On Friday, the singer will be back as a guest at the wedding of her elder son Prince William, a happier occasion at which his mother's absence will nonetheless be keenly felt.
More than one million people lined the route of Diana's cortege in 1997 to pay their respects to a woman who was a royal outcast by the time of her death aged 36 in a Paris car crash but a hugely popular figure with the public.
For many, the abiding memory of William is still as a 15-year-old boy, head bowed, following his mother's coffin through the packed streets of London watched by hundreds of millions more people around the world.
"The last time we were in Westminster Abbey, my heart sank when I saw those two boys walking behind the coffin," Elton said, referring to William and his younger brother Harry.
"I can't imagine at that young age having to walk in public following your mother's coffin," he added in an interview with U.S. television host Barbara Walters.
"And the next time we are in the Abbey it's to see him walking up the aisle with a beautiful woman and the love of his life," said Elton, who was knighted by Queen Elizabeth for services to music and charity, adding:
"I think it's the most joyous result and I'm sure Diana would be very, very happy about it."
Media executives say the "Diana connection" is one reason why the public appetite for coverage of the wedding, particularly in the United States where she had an army of admirers, is so strong.
Elton John's "Candle in the Wind 1997" became the best-selling single worldwide since charts began with 33 million copies sold.
Royal observers say William has made a point of keeping his mother's memory alive as Britain gears up for the biggest royal occasion since the Queen Mother's death in 2002.

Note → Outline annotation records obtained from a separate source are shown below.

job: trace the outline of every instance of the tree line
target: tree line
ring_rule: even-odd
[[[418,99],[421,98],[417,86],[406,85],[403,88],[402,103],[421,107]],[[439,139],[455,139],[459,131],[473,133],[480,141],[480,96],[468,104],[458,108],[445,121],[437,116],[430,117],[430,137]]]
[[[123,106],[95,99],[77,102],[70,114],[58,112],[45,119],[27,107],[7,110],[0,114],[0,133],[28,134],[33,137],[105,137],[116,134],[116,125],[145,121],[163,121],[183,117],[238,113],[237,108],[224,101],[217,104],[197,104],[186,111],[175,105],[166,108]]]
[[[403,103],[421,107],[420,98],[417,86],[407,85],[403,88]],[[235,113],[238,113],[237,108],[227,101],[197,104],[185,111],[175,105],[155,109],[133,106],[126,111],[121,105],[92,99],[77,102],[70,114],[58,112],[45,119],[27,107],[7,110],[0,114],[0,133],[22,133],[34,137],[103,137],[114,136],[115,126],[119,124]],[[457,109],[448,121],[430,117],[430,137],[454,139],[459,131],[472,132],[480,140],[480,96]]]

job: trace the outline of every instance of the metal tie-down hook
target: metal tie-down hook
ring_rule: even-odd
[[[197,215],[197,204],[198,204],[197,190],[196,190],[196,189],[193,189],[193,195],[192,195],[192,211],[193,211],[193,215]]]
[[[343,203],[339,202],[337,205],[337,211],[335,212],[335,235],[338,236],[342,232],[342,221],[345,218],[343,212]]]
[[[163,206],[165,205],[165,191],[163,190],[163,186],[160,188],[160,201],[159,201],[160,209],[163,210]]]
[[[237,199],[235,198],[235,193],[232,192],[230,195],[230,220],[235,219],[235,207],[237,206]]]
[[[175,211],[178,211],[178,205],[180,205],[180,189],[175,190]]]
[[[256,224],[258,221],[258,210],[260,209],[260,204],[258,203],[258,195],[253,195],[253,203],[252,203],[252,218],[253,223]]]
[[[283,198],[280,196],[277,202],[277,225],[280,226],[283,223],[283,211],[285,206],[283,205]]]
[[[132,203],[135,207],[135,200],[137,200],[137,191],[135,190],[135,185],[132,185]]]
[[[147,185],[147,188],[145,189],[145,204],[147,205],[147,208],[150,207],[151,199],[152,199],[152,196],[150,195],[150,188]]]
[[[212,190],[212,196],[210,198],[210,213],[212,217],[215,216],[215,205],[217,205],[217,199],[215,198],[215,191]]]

Last year, William, 28, presented his 29-year-old fiancée with his mother's dazzling sapphire engagement ring and the couple reportedly visited Diana's grave at Althorp Estate, home of her family in central England, ahead of the big day.
"I'm sure the royals would like everyone to forget Diana ever existed, but this young man is never going to allow that to happen," said Joan Lunden, a U.S. TV host who covered Diana's wedding in 1981 and is part of Fox News' royal wedding team.

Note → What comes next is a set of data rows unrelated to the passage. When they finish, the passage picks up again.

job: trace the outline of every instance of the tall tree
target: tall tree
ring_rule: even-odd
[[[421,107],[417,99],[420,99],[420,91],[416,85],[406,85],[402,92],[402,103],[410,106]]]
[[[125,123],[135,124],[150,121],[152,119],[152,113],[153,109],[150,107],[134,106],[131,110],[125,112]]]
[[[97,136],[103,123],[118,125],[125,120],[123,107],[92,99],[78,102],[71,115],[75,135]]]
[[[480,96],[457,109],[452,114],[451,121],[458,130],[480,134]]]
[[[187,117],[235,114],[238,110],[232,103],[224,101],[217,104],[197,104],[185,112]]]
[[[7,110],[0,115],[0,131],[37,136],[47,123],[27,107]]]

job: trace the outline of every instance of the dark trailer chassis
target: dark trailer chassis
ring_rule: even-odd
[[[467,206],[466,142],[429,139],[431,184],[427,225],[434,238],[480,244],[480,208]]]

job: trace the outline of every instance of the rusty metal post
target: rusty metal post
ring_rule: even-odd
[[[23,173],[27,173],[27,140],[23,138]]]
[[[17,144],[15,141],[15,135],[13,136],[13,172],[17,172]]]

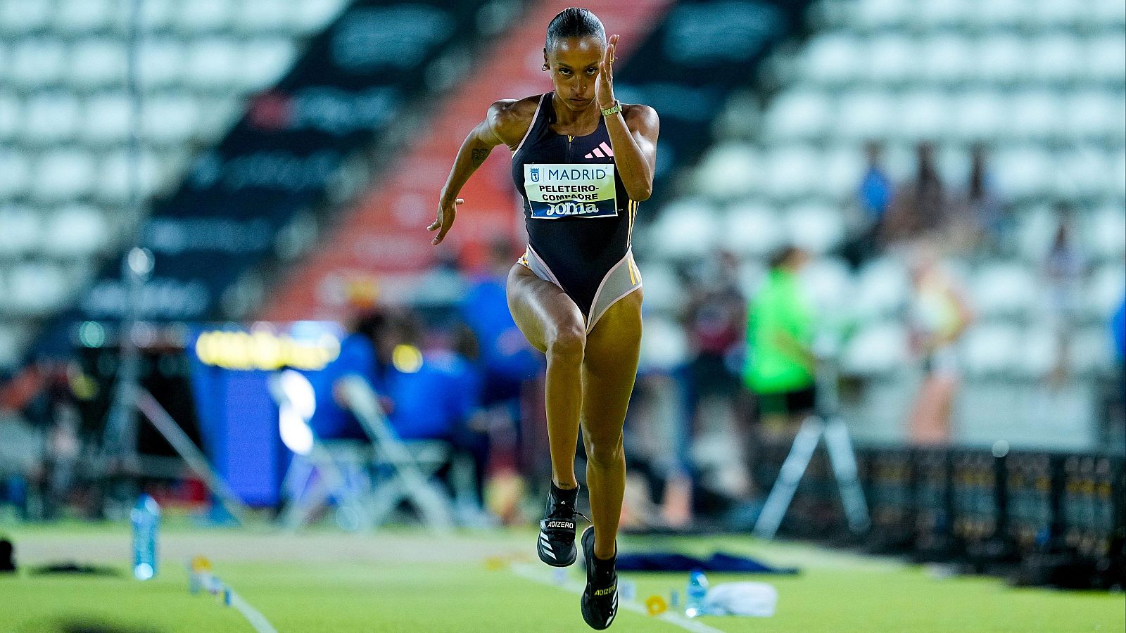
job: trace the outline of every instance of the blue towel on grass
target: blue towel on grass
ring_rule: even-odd
[[[731,573],[797,573],[797,568],[777,568],[754,559],[715,552],[708,559],[697,559],[672,552],[618,553],[618,571],[692,571],[695,569]]]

"Elton John was an obvious move and the ring, and who knows what else we'll see on Friday that will connect the two.
"While William is concerned Kate is going to become the next Diana, it's another fairy tale -- she's the beautiful princess and now we want the happy ending."
An international media village has sprung up to provide coverage of the royal wedding and a British minister has said the global television audience could reach two billion people.
"Princess Diana was the biggest celebrity in the world and her son's wedding is an extension of that," said Linda Bell Blue, executive producer for entertainment news show "Entertainment Tonight" and "The Insider."
"We don't have royalty in America, we are an extension of Britain by our roots," she told Reuters. "This is a glimpse into Diana really that Americans have been missing."
Diana's ill-starred marriage to Prince Charles and the nature of her death have inevitably prompted words of warning about Middleton's future in the intense media glare.
A survey of media coverage has already suggested she could eclipse even Diana in terms of fame and celebrity.
"The only downside (of the wedding) is the sad side," Lunden said. "That thought of 'Gee, I wish Diana was here.'
"You can't help but have the thought that the second she walks out of Westminster Abbey, Kate is going to become the next Princess Diana and I think it's inevitable it's going to happen.
"Speculation about the wedding dress will instantly be replaced by speculation about the first baby."